Your successes and failures feel personal, it’s up to you to generate ideas and motivate yourself to implement them. When response rates or results aren’t what you hoped, you’re the only person who can pick you back up and push you along. It’s no wonder, then, that at some point or another, self-employed types start to feel discouraged and lose momentum.
So, if you’re self employed and on the verge of giving up, how do you push through your slump and come out on top?
Even an hour in a coffee shop can really help to clear your head
Leave the house
Desperation never generated results. It’s easy to panic and slash your prices or start trawling the Internet, frantically searching for new ideas, or worse, sit there in a panic thinking about how to change your entire business model, but you won’t find any answers. Instead, put down the computer, or whatever it is you’re doing and leave the house. Score yourself an invite to the latest party for your industry, have a coffee with someone else who’s in your position, or just go for a long walk.
Sometimes you just need to see something that inspires you
Find someone who’s at a similar stage in building their business to you and whose work you love and meet up for a coffee. Think of a way you could collaborate – perhaps they could guest write a blog post, or you could work on a shoot together or even a new product. Sometimes you’re in your own head so long that putting your heads together can make all the difference.
Have an ‘other business blackout’
The worst thing I can do when I’m worried about my writing (and yes, we ALL get insecure about our work sometimes) is to go looking at other blogs that have been around for years before me. Their level of success is incomparable because it didn’t happen overnight. So next time you find yourself panicking that another business similar to yours is doing so well, remind yourself that you can’t expect to emulate their success right away, nor should you.
Find your own little oasis and stop comparing yourself to everyone around you
Take the pressure off
Sometimes, thinking that something you’re doing is the be all and end all is a huge amount of pressure. If my blog was the only thing I was doing with my life, I’d never get out of bed – I have a lot of projects on the go, mostly paid and some just creative and for fun. That way I know that I’m not putting all my eggs in one basket, which leaves me feeling a lot more free to power ahead with what I really want to do with the blog!

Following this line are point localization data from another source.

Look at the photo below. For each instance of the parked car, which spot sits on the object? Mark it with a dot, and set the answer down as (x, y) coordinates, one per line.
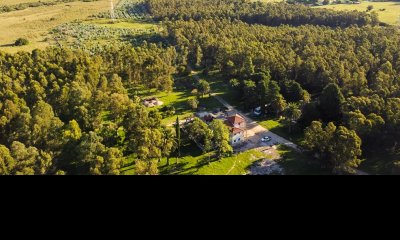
(266, 139)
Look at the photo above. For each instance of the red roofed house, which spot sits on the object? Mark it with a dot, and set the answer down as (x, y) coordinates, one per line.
(237, 128)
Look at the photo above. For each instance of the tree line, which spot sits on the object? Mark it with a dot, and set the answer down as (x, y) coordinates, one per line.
(270, 14)
(349, 77)
(66, 112)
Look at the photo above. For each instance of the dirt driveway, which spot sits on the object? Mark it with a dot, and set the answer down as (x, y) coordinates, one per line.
(255, 132)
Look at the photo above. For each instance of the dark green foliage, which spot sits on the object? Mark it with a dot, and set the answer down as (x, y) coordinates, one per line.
(272, 14)
(21, 42)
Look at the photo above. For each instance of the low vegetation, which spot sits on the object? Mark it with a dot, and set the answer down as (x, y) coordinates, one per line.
(328, 80)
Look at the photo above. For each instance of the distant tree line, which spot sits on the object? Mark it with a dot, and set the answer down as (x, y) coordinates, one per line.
(271, 14)
(348, 77)
(66, 112)
(22, 6)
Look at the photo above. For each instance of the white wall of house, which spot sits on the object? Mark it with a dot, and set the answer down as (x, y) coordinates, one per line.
(237, 138)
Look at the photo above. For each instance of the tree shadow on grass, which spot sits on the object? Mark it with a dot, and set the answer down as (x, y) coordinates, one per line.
(8, 45)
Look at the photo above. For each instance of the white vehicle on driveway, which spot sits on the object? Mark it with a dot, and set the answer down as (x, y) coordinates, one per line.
(266, 139)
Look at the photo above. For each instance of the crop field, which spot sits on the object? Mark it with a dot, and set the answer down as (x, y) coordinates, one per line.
(388, 12)
(35, 23)
(13, 2)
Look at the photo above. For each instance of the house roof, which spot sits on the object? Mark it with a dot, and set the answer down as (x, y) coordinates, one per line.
(235, 119)
(236, 130)
(208, 118)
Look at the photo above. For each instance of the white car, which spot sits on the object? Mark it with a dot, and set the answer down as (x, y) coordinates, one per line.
(266, 139)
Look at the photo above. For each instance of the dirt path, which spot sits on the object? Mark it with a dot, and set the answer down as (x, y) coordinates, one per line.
(255, 131)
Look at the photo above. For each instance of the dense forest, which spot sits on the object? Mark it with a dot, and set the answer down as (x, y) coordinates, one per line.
(334, 75)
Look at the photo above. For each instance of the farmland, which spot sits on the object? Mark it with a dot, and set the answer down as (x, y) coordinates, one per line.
(388, 12)
(13, 2)
(35, 23)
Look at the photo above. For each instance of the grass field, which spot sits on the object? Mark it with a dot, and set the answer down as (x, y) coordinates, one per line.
(391, 14)
(14, 2)
(123, 24)
(295, 163)
(193, 162)
(35, 23)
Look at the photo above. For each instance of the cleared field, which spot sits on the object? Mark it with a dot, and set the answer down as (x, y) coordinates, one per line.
(14, 2)
(123, 24)
(267, 1)
(388, 12)
(35, 23)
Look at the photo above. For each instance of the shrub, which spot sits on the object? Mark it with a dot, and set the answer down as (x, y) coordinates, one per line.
(21, 42)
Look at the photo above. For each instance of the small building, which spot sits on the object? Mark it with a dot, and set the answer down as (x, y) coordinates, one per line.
(237, 128)
(152, 102)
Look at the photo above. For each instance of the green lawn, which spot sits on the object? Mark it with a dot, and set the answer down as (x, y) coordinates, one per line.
(193, 162)
(221, 88)
(178, 99)
(278, 127)
(391, 14)
(295, 163)
(138, 25)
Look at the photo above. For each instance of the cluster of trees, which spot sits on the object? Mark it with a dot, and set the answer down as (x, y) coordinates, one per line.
(271, 14)
(66, 112)
(348, 76)
(214, 136)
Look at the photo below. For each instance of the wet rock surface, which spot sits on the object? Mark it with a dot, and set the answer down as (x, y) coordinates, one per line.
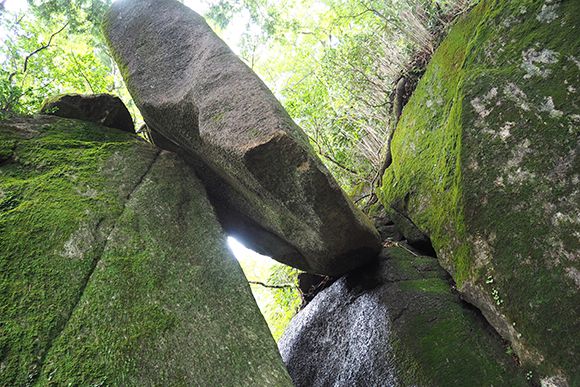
(104, 109)
(268, 186)
(394, 323)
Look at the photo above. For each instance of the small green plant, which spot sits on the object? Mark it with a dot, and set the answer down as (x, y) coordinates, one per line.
(529, 375)
(495, 294)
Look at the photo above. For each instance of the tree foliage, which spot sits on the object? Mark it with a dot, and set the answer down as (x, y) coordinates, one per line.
(54, 47)
(334, 64)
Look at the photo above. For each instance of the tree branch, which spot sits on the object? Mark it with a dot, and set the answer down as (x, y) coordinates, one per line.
(39, 49)
(285, 286)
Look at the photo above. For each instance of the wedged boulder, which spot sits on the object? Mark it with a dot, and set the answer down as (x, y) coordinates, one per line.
(270, 188)
(485, 162)
(395, 323)
(115, 270)
(104, 109)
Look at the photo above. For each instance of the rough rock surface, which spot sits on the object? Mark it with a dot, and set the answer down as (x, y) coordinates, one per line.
(271, 190)
(104, 109)
(485, 161)
(395, 323)
(114, 269)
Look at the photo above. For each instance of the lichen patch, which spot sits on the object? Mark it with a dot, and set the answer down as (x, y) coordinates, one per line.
(548, 107)
(548, 13)
(535, 62)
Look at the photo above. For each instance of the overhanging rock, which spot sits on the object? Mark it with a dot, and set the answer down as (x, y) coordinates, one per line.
(259, 169)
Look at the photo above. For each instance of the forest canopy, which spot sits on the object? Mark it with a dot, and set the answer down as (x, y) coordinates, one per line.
(334, 65)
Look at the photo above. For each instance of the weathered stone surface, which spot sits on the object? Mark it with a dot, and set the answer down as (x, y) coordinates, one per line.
(104, 109)
(395, 323)
(271, 190)
(486, 160)
(114, 268)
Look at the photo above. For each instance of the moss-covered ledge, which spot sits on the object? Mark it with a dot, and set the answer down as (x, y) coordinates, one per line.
(485, 161)
(114, 269)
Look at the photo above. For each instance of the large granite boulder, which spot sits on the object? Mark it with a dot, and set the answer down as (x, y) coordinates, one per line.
(114, 269)
(105, 109)
(395, 323)
(269, 188)
(486, 162)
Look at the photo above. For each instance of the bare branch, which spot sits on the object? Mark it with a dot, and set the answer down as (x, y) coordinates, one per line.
(39, 49)
(286, 286)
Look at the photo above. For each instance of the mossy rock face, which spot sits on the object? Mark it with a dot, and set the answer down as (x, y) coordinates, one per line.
(396, 323)
(196, 95)
(485, 161)
(105, 109)
(114, 270)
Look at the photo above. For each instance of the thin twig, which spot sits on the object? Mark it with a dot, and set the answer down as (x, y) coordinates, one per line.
(39, 49)
(79, 68)
(286, 286)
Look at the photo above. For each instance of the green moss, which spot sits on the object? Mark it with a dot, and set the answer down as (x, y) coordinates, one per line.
(426, 285)
(439, 341)
(50, 189)
(114, 269)
(167, 300)
(486, 162)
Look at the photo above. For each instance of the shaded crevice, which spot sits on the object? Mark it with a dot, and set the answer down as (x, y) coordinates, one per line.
(57, 331)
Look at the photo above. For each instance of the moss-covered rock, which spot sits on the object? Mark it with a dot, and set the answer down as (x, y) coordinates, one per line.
(114, 270)
(105, 109)
(396, 323)
(270, 189)
(485, 161)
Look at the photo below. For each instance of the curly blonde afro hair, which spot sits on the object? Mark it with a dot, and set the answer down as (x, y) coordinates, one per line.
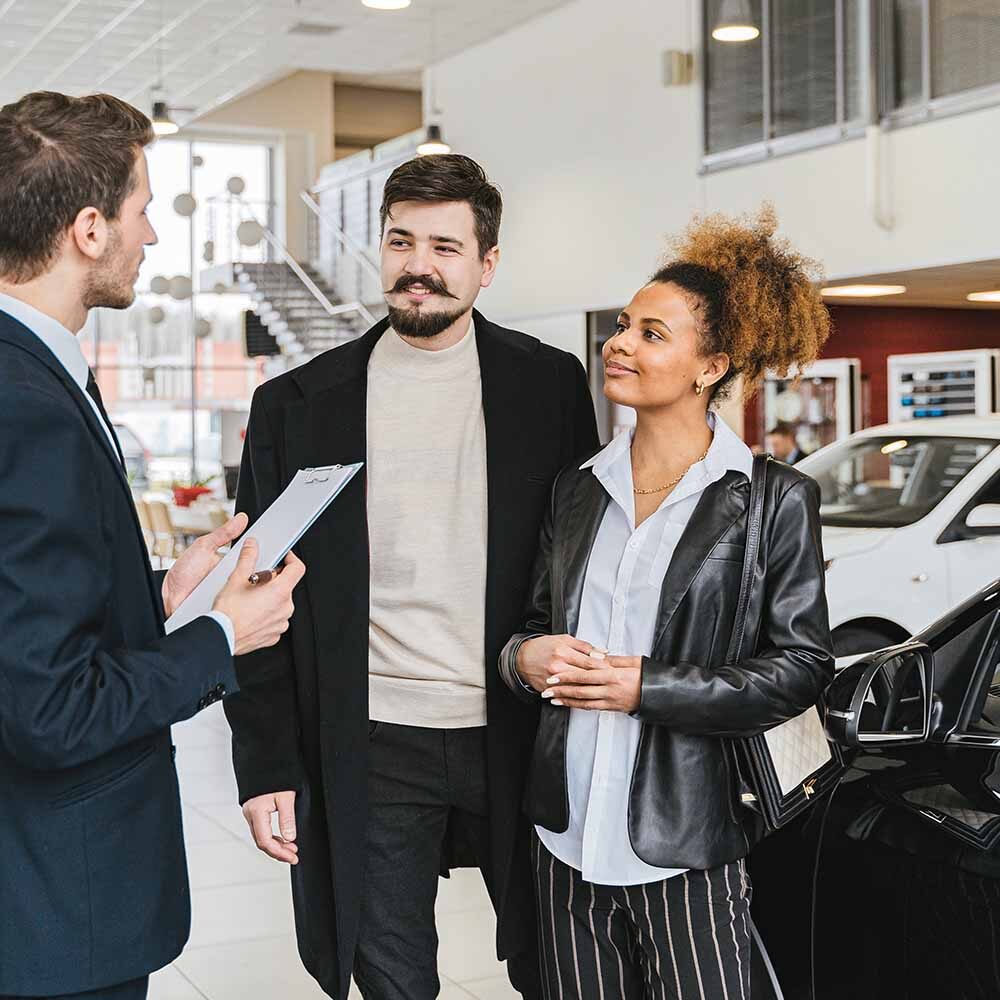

There’s something for everyone
Just because what you’re doing isn’t making a big splash doesn’t mean there’s anything wrong with it. It can take a long time to find your customers, especially if what you do is quite niche, but once you do, things will really start to soar.
Find somebody to look up to who’s been through it all before
Find a business inspiration
My mum is an aromatherapist, and a damn good one. When we were kids she started her own business. Like any new business it was slow at first, and the Internet age was only just starting. Without a big backer and marketing budget she relied on fairs, leaflets and word of mouth to let people know she was there (and the phone book, remember those?). It would have been easy for her to give up in the first couple of years, but I’m glad she didn’t and I bet she is too.
After getting the word out, everything changed. My mum’s massages are SO popular that almost every time I call her she’s with a client. I’m talking all day, evenings, weekends – she actually literally could not be more busy unless she worked through the night. I saw her go through all the stages a new business goes through in MUCH tougher times than this and I saw her succeed. I’ve never told her, but that’s where my self belief comes from. As corny as it sounds, she did it – she proved to me that if you have talent all you need to back it up is perseverance. I’m not sure she’s even had time over the years to turn around and go “holy crap I’m a success”, but most successful people don’t. So find yourself a business inspiration and think of them every time you’re in a slump.
The most important thing is that you don’t give up when it feels like you’re constantly dragging yourself uphill. Like anything in life, once you hit that sweet spot, you’ll be glad you stuck it out!